NeBula: Quest for Robotic Autonomy in Challenging Environments; TEAM CoSTAR at the DARPA Subterranean Challenge
Agha, Ali, Otsu, Kyohei, Morrell, Benjamin, Fan, David D., Thakker, Rohan, Santamaria-Navarro, Angel, Kim, Sung-Kyun, Bouman, Amanda, Lei, Xianmei, Edlund, Jeffrey, Ginting, Muhammad Fadhil, Ebadi, Kamak, Anderson, Matthew, Pailevanian, Torkom, Terry, Edward, Wolf, Michael, Tagliabue, Andrea, Vaquero, Tiago Stegun, Palieri, Matteo, Tepsuporn, Scott, Chang, Yun, Kalantari, Arash, Chavez, Fernando, Lopez, Brett, Funabiki, Nobuhiro, Miles, Gregory, Touma, Thomas, Buscicchio, Alessandro, Tordesillas, Jesus, Alatur, Nikhilesh, Nash, Jeremy, Walsh, William, Jung, Sunggoo, Lee, Hanseob, Kanellakis, Christoforos, Mayo, John, Harper, Scott, Kaufmann, Marcel, Dixit, Anushri, Correa, Gustavo, Lee, Carlyn, Gao, Jay, Merewether, Gene, Maldonado-Contreras, Jairo, Salhotra, Gautam, Da Silva, Maira Saboia, Ramtoula, Benjamin, Fakoorian, Seyed, Hatteland, Alexander, Kim, Taeyeon, Bartlett, Tara, Stephens, Alex, Kim, Leon, Bergh, Chuck, Heiden, Eric, Lew, Thomas, Cauligi, Abhishek, Heywood, Tristan, Kramer, Andrew, Leopold, Henry A., Choi, Chris, Daftry, Shreyansh, Toupet, Olivier, Wee, Inhwan, Thakur, Abhishek, Feras, Micah, Beltrame, Giovanni, Nikolakopoulos, George, Shim, David, Carlone, Luca, Burdick, Joel
This paper presents and discusses algorithms, hardware, and software architecture developed by the TEAM CoSTAR (Collaborative SubTerranean Autonomous Robots), competing in the DARPA Subterranean Challenge.

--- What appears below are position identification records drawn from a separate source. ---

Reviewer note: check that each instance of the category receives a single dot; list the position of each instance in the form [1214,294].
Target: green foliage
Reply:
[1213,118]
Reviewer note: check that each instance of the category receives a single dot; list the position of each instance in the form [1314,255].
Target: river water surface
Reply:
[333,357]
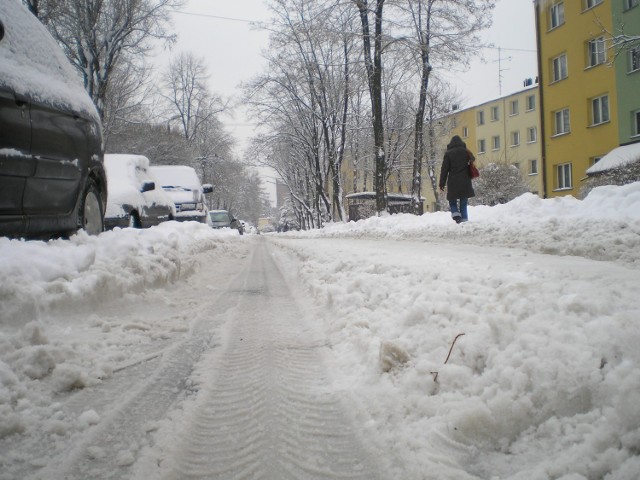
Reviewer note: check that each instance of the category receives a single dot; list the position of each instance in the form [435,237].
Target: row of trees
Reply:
[175,119]
[358,81]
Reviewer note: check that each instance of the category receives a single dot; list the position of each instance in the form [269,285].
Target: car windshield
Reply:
[219,217]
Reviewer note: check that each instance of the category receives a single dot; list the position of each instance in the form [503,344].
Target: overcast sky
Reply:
[220,31]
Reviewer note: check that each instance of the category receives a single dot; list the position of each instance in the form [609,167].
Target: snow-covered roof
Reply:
[617,157]
[177,176]
[32,63]
[126,174]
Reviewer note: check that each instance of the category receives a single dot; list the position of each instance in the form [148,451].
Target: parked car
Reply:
[223,219]
[52,178]
[136,199]
[184,187]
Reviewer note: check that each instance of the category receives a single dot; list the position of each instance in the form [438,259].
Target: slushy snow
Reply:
[543,381]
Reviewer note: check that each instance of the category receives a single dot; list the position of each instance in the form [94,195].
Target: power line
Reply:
[218,17]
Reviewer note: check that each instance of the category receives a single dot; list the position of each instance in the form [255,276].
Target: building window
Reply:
[559,67]
[514,108]
[600,110]
[495,114]
[591,3]
[634,59]
[596,51]
[561,124]
[563,173]
[556,15]
[531,103]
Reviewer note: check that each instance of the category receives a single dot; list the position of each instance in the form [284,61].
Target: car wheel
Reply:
[134,220]
[91,211]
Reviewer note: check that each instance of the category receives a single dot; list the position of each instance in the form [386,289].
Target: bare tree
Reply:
[373,64]
[191,106]
[440,33]
[100,35]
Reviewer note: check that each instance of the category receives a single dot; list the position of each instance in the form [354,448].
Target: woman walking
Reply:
[455,175]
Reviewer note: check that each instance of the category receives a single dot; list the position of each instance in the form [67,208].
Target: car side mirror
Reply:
[148,186]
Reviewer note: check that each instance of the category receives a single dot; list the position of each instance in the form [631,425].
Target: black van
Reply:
[52,178]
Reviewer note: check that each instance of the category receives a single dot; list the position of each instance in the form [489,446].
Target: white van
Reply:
[184,187]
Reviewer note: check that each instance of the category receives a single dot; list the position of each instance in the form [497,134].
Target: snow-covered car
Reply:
[183,186]
[52,178]
[224,219]
[135,197]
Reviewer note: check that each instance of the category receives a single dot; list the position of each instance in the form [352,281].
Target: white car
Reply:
[184,187]
[135,197]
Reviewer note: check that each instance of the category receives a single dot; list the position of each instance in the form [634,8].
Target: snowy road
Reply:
[182,352]
[265,407]
[269,410]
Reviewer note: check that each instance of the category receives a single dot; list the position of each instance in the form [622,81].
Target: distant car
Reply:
[135,197]
[183,186]
[52,179]
[223,219]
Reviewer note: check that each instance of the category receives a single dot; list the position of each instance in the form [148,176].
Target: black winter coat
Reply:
[455,170]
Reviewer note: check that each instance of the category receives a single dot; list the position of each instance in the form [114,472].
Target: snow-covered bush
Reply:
[621,175]
[498,183]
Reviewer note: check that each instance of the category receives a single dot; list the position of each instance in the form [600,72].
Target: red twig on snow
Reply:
[435,374]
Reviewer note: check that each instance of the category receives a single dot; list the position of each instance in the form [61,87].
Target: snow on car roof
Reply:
[177,176]
[125,179]
[617,157]
[32,64]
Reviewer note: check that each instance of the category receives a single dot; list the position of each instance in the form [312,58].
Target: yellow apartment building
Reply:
[578,89]
[505,130]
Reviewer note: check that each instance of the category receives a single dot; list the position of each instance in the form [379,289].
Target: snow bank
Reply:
[545,381]
[603,226]
[37,278]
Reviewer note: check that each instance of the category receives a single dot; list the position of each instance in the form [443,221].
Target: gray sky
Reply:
[220,32]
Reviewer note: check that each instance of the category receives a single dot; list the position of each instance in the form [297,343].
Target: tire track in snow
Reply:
[268,411]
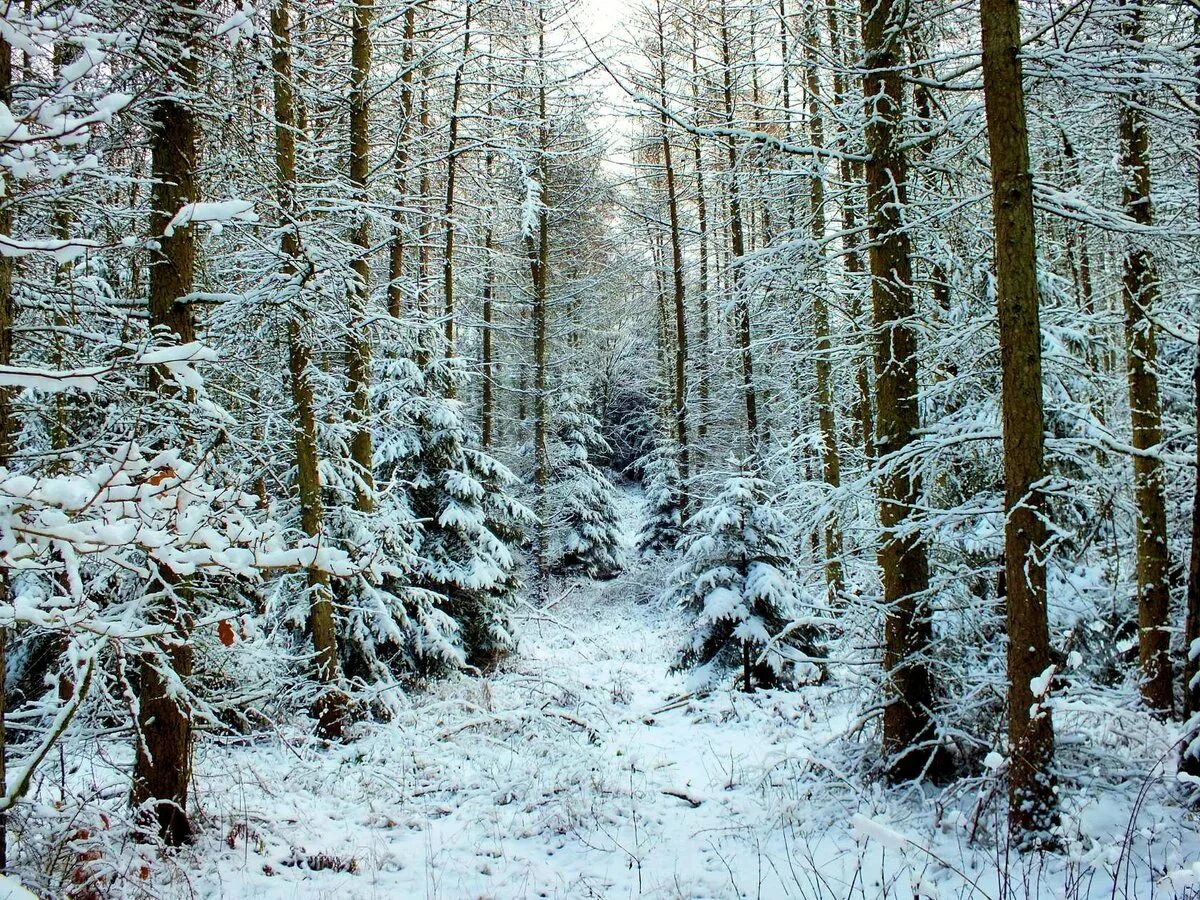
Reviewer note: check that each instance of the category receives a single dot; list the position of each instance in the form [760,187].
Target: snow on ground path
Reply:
[564,775]
[577,772]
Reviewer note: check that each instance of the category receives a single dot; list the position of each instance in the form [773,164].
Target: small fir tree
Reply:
[592,543]
[471,523]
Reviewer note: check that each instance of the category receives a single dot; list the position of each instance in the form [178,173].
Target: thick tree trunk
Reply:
[358,339]
[448,310]
[909,738]
[1139,294]
[162,763]
[737,243]
[331,706]
[850,174]
[1031,795]
[1191,761]
[538,247]
[678,293]
[396,246]
[703,336]
[7,435]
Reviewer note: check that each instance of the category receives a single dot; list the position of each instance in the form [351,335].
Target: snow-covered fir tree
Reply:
[585,496]
[471,525]
[663,528]
[735,583]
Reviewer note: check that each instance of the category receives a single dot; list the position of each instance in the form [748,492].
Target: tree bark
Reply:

Specifically, it presents the techniques utilized within the Tunnel (2019) and Urban (2020) competitions, where CoSTAR achieved 2nd and 1st place, respectively. We also discuss CoSTAR's demonstrations in Martian-analog surface and subsurface (lava tubes) exploration. The paper introduces our autonomy solution, referred to as NeBula (Networked Belief-aware Perceptual Autonomy). NeBula is an uncertainty-aware framework that aims at enabling resilient and modular autonomy solutions by performing reasoning and decision making in the belief space (space of probability distributions over the robot and world states). We discuss various components of the NeBula framework, including: (i) geometric and semantic environment mapping; (ii) a multi-modal positioning system; (iii) traversability analysis and local planning; (iv) global motion planning and exploration behavior; (i) risk-aware mission planning; (vi) networking and decentralized reasoning; and (vii) learning-enabled adaptation. We discuss the performance of NeBula on several robot types (e.g. wheeled, legged, flying), in various environments. We discuss the specific results and lessons learned from fielding this solution in the challenging courses of the DARPA Subterranean Challenge competition.